Возражает мимоходом, даже не глядя в лицо. Копошится в волосах Хайзаки, заправляя их за ухо. Трогает сережки в ухе. Щелкает одним из стальных колечек, осторожно вытягивая. Хайзаки вздрагивает — от звука, не от боли.
— Прости, — поспешно пугается Кисе. — Это что-нибудь означает?
На его ладони лежит одна из серёжек.
— По-твоему, я девка, чтобы это что-то для меня значило? Просто мусор. Как и ты, — мстительно добавляет он.
— Ага, — Кисе кивает, совершенно не впечатленный этим выпадом. Вытаскивает серебряный гвоздик из собственного уха и застегивает на его месте колечко.
Нужно сказать что-то унизительное, но ебучий галстук так стягивает горло, что не выдавить и слова.
— Не шевелись, пожалуйста, — Кисе вновь склоняется над ним, почти заехав локтем в лицо, косточка запястья касается скулы. Прохладные пальцы трогают кончик уха.
И не происходит ничего.
Он просто отстраняется, вызывая острое желание, словно на приеме у врача, спросить — и это всё? А как же ощущение боли? Неосторожные неприятные касания чужих рук? И почему так быстро?
От звука таймера вздрагивают оба. Десять минут истекли.
Хайзаки резко встаёт, всё ещё ощущая под ногтями содранную со скамейки краску. Кисе шарахается назад. Словно есть, куда бежать.
— У тебя была возможность купить себе целую неделю без меня. Ты ею не воспользовался, — шепотом произносит Хайзаки. Позволяет себе почти коснуться губами светлых влажных волос. Кисе пахнет мягким парфюмом. Не грязью спортзала, а чем-то нежным, обволакивающим и ядовито проникающим в лёгкие. Идеальная безупречная тварь.
Хайзаки отстраняется от него рывком, судорожно вдыхает, словно с усилием выдернув себя из-под воды. И выходит из раздевалки. Медленно. Нельзя показывать слабость и бежать.
Ухо не болит. Старый прокол, украшенный теперь серебряным гвоздиком.
Это — вещь Кисе. Все обязательно заметят и поймут. Будут знать, как они двое оставались наедине и трогали друг друга руками. Нет, не так. Кисе трогал, а Хайзаки нихуя из этого не досталось.

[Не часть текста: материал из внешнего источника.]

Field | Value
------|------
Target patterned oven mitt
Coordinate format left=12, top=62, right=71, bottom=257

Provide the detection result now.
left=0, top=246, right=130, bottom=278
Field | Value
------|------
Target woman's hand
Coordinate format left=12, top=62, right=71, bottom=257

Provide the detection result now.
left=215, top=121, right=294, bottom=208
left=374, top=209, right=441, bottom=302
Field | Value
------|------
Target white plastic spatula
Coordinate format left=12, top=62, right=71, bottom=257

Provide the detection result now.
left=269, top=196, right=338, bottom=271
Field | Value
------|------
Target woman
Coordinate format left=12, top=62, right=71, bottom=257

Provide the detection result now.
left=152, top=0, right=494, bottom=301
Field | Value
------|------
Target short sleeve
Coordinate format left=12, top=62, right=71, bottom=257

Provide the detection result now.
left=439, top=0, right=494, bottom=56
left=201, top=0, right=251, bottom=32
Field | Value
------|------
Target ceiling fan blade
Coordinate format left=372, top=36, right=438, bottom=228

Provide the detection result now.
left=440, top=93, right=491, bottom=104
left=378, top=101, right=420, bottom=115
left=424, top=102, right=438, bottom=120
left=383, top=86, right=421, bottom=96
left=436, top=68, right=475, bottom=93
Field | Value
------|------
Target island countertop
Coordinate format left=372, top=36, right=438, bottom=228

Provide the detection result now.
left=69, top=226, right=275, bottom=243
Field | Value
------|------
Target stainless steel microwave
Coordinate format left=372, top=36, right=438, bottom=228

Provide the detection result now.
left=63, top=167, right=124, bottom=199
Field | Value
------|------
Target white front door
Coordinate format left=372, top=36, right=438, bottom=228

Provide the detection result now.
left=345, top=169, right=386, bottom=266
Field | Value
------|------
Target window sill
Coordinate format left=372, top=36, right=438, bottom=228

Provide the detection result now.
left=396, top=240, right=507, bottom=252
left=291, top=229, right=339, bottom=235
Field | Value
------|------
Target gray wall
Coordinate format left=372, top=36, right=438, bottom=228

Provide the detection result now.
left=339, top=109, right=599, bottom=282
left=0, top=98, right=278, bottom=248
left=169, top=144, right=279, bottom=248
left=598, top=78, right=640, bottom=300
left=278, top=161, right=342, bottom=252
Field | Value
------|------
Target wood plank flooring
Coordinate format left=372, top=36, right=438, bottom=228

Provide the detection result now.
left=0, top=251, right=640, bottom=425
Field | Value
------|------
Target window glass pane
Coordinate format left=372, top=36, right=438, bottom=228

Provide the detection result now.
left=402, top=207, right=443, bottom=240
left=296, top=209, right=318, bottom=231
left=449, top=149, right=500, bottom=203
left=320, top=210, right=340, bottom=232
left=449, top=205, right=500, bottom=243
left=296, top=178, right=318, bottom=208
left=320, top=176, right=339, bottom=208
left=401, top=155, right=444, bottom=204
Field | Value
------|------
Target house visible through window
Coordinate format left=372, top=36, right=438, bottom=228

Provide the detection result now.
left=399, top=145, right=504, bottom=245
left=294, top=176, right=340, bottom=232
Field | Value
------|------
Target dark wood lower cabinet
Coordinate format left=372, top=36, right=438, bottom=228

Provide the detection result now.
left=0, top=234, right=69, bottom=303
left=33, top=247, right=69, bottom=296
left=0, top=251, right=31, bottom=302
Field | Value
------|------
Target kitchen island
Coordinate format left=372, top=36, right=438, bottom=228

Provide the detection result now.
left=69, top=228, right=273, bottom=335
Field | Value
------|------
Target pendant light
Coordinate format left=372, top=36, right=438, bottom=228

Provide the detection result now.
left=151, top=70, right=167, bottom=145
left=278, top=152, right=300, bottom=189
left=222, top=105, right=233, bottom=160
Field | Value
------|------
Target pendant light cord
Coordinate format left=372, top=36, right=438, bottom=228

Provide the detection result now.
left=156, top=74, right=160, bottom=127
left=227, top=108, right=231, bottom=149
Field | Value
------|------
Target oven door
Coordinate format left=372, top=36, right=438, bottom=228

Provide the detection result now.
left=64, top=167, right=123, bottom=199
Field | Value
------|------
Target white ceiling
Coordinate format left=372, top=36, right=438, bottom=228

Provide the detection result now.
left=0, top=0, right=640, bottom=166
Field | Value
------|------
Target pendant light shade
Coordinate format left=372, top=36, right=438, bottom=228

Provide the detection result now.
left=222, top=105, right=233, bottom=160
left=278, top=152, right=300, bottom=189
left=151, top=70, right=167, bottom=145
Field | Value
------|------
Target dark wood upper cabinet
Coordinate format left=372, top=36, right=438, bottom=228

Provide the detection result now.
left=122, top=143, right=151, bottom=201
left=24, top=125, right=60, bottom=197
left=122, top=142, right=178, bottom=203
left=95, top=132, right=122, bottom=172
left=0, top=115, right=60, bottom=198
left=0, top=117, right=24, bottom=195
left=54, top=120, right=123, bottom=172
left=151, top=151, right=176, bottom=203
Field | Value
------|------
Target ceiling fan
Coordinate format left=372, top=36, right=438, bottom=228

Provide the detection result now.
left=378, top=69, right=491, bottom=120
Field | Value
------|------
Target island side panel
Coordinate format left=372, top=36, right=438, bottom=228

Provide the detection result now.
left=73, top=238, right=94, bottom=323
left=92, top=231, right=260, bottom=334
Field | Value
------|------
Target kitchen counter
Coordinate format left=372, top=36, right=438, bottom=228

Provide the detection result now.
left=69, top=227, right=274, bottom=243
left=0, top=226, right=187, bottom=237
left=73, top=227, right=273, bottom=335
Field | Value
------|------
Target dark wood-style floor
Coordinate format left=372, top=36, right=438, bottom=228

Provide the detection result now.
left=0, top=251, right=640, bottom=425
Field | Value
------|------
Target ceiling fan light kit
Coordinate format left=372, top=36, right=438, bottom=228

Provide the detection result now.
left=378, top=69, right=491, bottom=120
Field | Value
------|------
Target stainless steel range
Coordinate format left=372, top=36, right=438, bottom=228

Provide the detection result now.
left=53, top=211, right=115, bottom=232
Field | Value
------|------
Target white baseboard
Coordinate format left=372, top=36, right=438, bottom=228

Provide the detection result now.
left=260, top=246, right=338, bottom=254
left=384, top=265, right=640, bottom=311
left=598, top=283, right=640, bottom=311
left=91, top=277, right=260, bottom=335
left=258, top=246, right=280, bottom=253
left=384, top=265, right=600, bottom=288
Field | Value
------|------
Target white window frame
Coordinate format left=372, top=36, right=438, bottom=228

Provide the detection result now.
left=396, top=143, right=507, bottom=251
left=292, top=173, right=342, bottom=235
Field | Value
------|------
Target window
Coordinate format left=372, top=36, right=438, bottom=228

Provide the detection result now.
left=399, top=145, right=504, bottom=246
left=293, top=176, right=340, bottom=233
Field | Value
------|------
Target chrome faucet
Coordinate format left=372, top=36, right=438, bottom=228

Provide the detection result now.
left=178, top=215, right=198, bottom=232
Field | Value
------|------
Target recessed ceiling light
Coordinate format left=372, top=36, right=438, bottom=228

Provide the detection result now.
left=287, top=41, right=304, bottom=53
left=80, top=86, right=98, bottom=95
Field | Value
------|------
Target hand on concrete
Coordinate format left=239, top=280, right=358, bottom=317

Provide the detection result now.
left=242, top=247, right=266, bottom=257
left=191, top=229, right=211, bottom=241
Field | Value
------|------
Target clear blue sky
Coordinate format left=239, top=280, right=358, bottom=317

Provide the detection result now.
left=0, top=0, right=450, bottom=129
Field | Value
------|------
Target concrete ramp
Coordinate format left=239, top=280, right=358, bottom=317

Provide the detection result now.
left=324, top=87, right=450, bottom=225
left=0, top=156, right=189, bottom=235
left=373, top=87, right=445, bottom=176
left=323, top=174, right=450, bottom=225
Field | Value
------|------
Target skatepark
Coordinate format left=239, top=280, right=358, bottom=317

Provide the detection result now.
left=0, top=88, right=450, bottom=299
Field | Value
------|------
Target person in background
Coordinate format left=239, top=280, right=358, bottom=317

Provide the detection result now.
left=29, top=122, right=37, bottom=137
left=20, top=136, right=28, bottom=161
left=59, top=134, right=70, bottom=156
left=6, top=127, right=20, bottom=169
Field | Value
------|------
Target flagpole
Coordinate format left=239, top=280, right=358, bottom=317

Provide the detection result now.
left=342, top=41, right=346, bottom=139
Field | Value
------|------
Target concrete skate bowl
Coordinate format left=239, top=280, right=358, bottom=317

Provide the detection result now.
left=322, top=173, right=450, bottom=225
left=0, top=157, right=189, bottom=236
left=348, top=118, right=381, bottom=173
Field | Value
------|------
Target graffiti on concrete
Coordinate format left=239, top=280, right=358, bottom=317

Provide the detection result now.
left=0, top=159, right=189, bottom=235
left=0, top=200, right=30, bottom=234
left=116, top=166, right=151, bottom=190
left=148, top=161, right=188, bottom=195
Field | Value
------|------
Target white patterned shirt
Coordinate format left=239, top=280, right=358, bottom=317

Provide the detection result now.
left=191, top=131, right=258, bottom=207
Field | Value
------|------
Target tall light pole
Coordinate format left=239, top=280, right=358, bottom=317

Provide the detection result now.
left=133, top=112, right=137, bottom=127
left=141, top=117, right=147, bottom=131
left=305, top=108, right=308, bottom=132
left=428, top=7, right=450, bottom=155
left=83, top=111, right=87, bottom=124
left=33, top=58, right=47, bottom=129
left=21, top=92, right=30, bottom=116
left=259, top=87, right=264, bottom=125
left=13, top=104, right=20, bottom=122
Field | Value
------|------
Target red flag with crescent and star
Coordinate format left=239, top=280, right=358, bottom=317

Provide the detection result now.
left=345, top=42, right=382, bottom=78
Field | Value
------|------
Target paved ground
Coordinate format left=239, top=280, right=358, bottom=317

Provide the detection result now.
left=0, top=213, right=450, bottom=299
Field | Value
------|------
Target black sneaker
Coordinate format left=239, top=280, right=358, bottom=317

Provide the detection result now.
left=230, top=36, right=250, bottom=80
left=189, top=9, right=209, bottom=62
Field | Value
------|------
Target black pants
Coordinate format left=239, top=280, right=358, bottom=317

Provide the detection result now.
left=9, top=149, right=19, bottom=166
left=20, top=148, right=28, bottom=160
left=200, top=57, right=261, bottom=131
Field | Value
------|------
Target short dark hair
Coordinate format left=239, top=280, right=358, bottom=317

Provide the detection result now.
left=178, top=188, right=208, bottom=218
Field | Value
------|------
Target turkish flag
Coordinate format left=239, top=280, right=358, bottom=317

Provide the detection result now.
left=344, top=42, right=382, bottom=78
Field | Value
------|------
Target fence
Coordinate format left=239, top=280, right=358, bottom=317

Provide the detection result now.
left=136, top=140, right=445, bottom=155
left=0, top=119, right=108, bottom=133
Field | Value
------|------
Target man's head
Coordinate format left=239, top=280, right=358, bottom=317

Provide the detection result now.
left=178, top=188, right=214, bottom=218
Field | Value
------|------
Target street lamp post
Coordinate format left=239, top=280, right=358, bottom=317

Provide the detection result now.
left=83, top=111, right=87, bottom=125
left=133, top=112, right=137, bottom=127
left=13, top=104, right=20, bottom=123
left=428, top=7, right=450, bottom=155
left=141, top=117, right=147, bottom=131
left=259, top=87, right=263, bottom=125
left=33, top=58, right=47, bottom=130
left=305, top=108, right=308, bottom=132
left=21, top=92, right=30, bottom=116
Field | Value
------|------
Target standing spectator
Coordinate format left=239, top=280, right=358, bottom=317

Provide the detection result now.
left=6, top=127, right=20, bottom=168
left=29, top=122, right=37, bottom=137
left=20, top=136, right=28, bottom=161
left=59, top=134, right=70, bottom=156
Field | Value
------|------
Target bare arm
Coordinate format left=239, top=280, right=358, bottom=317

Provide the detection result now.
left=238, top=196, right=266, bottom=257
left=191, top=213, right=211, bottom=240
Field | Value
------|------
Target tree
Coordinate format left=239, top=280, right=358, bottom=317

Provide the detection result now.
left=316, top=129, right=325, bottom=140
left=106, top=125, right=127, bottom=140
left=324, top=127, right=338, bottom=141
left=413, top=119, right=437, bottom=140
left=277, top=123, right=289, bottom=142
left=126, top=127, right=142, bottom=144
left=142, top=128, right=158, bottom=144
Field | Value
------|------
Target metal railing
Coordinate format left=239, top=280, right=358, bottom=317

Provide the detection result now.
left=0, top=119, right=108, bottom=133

Все равно нужно снять, уничтожить улики, перестать нервно дергать себя за ухо пальцами, словно блохастая псина. Но проще сделать это дома. Перед зеркалом. В душевой. Где-нибудь, где легко будет убедить себя, что все это до сих пор нормально.
Нормально знать, что у Кисе математика.
Знать, как ощущаются его пальцы на губах.
Как он пахнет.
Как можно до слабой боли сжимать в ладони крошечную серёжку, опуская вторую руку все ниже и ниже. Ведь всё равно никто об этом никогда не узнает. Никто, кроме них двоих.